I do not put wood type near the top of my list of things that affect tonal quality in Native American style flutes. That does not mean that I am not aware that different types of wood produce different types of tone. I do not personally use soft woods such as cedar and redwood. There are many factors that lead to this decision. I will not go into them here.
Wood density is measured on a scale called the Janka Hardness Scale. Alaska cedar, for example, has a rating of 580. Ipe, a dense tropical hardwood, has a rating of 3680. The hardwoods that I use range from a density of 1010 for black walnut to Indian rosewood with a rating of 3170.
There is no such thing in nature as a pure sign wave tone. Any tone – like a tone in the key of A – is always a mixture of tones. The predominant tone is that of A – vibrating at 440 Hz.

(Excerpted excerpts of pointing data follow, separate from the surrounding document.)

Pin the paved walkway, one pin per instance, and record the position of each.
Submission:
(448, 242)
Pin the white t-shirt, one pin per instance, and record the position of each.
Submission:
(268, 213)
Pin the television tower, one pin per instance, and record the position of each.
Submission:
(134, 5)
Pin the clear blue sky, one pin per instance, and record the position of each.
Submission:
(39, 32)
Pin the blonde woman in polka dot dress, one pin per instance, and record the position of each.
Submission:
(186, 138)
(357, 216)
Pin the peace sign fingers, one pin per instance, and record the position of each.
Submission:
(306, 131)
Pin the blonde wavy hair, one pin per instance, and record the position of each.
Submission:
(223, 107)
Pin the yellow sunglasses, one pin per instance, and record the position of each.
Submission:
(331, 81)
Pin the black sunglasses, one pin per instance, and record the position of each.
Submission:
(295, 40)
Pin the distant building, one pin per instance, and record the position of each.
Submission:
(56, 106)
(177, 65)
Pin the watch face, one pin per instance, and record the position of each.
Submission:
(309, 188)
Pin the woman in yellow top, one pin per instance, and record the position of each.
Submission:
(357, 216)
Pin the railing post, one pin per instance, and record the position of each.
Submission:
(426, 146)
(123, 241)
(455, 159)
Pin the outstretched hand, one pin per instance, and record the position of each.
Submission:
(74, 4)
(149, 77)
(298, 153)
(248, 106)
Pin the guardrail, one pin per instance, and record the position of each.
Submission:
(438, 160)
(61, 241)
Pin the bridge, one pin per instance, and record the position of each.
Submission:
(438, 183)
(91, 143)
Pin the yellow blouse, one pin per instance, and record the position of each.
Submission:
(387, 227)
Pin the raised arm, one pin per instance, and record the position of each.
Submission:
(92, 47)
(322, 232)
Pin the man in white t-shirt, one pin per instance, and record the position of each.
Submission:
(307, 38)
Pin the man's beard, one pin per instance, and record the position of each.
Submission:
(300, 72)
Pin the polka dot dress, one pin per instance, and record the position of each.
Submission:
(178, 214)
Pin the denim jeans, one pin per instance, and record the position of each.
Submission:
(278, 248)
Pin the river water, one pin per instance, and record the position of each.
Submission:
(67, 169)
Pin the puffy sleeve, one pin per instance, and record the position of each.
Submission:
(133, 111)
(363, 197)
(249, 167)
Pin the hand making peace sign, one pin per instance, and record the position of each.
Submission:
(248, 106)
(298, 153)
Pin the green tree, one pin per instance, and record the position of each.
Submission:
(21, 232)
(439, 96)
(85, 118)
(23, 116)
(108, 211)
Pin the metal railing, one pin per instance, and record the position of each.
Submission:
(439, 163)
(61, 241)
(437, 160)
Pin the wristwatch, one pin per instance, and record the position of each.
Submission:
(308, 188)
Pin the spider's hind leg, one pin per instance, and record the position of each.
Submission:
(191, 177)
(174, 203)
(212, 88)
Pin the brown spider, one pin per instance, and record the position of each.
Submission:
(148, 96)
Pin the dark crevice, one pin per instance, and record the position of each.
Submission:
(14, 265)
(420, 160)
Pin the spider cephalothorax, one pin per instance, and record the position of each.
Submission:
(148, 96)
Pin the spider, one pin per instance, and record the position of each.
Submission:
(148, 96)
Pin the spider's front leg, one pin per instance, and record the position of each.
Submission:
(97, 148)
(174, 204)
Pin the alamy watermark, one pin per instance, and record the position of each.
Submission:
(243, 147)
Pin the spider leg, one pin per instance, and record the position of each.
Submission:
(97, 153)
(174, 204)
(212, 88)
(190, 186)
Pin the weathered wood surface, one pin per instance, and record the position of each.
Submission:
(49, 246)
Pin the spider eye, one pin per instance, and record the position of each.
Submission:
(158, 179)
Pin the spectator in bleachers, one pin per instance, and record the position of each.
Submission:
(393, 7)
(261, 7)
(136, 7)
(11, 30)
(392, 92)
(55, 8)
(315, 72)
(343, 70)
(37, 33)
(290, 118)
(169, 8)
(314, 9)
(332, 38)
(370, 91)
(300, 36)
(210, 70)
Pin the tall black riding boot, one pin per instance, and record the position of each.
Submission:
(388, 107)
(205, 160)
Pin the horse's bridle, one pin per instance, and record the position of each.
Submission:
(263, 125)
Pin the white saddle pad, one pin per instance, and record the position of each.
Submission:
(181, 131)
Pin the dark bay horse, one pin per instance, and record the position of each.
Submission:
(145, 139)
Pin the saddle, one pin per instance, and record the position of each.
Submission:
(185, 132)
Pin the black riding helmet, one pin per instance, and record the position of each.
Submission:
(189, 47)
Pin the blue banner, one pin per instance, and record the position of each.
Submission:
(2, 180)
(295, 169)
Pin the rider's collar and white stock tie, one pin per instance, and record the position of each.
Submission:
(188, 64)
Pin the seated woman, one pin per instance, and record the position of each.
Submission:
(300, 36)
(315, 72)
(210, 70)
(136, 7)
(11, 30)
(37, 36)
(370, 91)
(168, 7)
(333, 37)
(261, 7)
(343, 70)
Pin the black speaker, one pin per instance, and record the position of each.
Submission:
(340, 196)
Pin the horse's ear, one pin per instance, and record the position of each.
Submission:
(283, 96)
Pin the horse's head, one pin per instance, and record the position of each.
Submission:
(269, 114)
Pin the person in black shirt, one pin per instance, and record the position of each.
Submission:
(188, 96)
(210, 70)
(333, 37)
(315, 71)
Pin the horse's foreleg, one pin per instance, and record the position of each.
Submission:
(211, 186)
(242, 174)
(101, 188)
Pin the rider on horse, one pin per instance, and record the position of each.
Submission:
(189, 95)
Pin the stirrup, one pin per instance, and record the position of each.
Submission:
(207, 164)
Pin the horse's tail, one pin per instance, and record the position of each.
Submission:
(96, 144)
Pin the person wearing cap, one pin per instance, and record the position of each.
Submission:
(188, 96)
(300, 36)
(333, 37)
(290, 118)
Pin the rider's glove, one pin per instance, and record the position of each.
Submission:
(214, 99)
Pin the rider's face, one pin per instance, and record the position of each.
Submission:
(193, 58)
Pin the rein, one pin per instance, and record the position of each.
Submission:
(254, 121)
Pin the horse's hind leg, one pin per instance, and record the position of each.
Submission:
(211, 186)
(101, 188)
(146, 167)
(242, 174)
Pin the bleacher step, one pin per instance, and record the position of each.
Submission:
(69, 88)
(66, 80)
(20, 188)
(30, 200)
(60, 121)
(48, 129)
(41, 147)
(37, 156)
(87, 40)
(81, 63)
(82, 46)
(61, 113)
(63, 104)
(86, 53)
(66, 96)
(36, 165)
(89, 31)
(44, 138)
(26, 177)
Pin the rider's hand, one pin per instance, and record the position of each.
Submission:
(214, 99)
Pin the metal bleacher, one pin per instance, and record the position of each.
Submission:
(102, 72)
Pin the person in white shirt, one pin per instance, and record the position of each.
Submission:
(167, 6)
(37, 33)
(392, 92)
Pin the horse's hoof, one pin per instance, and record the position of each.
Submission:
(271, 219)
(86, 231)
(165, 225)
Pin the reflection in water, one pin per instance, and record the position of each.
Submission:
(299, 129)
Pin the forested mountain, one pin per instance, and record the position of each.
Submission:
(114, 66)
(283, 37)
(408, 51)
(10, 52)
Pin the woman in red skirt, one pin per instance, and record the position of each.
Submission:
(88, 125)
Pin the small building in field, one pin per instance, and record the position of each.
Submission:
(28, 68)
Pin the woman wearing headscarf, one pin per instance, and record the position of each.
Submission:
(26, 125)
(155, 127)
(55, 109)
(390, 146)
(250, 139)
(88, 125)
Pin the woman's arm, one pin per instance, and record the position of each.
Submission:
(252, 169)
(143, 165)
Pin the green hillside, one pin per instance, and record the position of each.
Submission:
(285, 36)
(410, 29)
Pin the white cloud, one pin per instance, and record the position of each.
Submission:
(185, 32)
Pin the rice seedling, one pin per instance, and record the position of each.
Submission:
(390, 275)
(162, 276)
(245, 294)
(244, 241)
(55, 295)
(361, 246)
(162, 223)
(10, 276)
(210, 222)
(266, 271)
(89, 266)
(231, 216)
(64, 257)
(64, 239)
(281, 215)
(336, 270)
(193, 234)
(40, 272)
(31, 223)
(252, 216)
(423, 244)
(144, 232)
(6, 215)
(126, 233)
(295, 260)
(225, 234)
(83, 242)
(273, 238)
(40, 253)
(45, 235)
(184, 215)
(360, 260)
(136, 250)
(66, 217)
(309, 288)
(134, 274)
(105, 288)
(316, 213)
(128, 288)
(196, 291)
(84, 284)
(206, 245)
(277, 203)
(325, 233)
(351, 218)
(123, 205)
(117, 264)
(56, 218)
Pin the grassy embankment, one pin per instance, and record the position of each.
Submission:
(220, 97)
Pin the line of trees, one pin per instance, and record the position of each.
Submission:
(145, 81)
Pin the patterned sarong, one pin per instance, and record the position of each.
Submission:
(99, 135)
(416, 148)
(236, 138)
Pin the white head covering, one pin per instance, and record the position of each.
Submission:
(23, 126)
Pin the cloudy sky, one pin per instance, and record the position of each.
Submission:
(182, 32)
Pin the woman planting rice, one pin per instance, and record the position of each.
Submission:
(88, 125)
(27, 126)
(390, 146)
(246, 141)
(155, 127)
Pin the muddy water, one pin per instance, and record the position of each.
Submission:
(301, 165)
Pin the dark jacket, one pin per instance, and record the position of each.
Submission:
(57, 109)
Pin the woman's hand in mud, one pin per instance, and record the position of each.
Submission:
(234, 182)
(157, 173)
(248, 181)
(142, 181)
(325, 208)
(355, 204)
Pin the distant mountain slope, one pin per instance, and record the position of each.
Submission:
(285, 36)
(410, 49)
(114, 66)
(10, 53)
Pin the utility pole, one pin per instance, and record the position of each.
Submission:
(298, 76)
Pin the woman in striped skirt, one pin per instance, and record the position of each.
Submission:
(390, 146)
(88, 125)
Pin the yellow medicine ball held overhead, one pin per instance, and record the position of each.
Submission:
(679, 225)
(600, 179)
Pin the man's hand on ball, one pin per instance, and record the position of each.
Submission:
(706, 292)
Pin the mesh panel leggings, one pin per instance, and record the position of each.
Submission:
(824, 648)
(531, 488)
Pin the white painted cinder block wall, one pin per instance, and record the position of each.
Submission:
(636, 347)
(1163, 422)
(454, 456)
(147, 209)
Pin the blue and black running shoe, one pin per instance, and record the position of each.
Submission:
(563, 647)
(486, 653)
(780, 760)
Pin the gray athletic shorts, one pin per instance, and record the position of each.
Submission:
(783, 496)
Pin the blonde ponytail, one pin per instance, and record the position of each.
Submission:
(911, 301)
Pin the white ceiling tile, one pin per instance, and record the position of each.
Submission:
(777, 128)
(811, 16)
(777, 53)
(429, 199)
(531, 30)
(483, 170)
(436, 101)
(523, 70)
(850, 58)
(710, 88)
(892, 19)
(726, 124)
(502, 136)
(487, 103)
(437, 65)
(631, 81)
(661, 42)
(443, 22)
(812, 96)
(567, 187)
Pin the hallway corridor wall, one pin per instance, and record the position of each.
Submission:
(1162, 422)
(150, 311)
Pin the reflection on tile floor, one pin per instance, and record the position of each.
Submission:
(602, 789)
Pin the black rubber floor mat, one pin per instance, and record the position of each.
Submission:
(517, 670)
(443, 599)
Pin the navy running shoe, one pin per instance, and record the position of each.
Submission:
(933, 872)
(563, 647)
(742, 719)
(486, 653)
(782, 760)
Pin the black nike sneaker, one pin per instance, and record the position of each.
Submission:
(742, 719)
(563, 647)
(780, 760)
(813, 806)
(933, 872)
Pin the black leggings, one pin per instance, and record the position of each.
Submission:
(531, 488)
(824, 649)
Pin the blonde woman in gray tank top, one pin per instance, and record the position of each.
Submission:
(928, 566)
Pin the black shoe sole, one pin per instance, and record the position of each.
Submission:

But, mixed in with that tone are other tones both above 440 Hz and below it. These tones are called overtones. They add color to the pure sign wave or note.
Wood that is lower in density, such as walnut, has a tendency to selectively absorb sound vibrations of a certain wavelength. The vibrations that have the greatest tendency to be absorbed are the higher vibrations or overtones. Higher density woods tend to reflect these overtones not absorb them. Tones that are not absorbed by the wood itself are projected out into the surrounding atmosphere and strike the ear. Thus, they become part of the musical experience. Overtones that are absorbed into the wood do not get projected out into the atmosphere. They do not reach the ear and consequently do not become part of the musical experience.
A flute that is in the key of A has a brighter tone than a flute in the key of E. Higher overtones, like higher keyed flutes, are usually called bright overtones. Some people prefer higher, brighter tones. Others prefer lower, moodier tones. It is my opinion that a good flute should have the proper balance of higher and lower tones.
When I am making a flute in a higher key – such as an A – I want to balance the tonal quality. The flute is naturally going to be bright. If it is too bright then the tone can begin to sound hard and penetrating. If I were following my own personal preference I would prefer to use a lower density wood. I would do this to absorb some of the higher overtones. By neutralizing these extreme tones I would take some of the edge off the hardness. The resulting flute would sound more comfortable to the ear.
Lower keyed flutes on the other hand tend to be dull. If I were making a flute with a lower tone such as an E or lower I want to preserve bright overtones. So I would make the flute out of a harder wood. In my experience the harder the wood the better. I do this because the flute is already laid back in tonal quality. I want to preserve as many bright tones as I can so that they are projected out into the atmosphere. By preserving the bright warm overtones the flute retains as much of a happy, bright quality as possible. These qualities are the ones that tend to be lacking in the lower keyed flutes.
These are not hard and fast rules. Every hand made instrument is different. Some, perhaps many, will violate these principles. Also, as I have tried to explain in previous articles, there are many other factors that are simultaneously having their effect on the tonal character of the flute.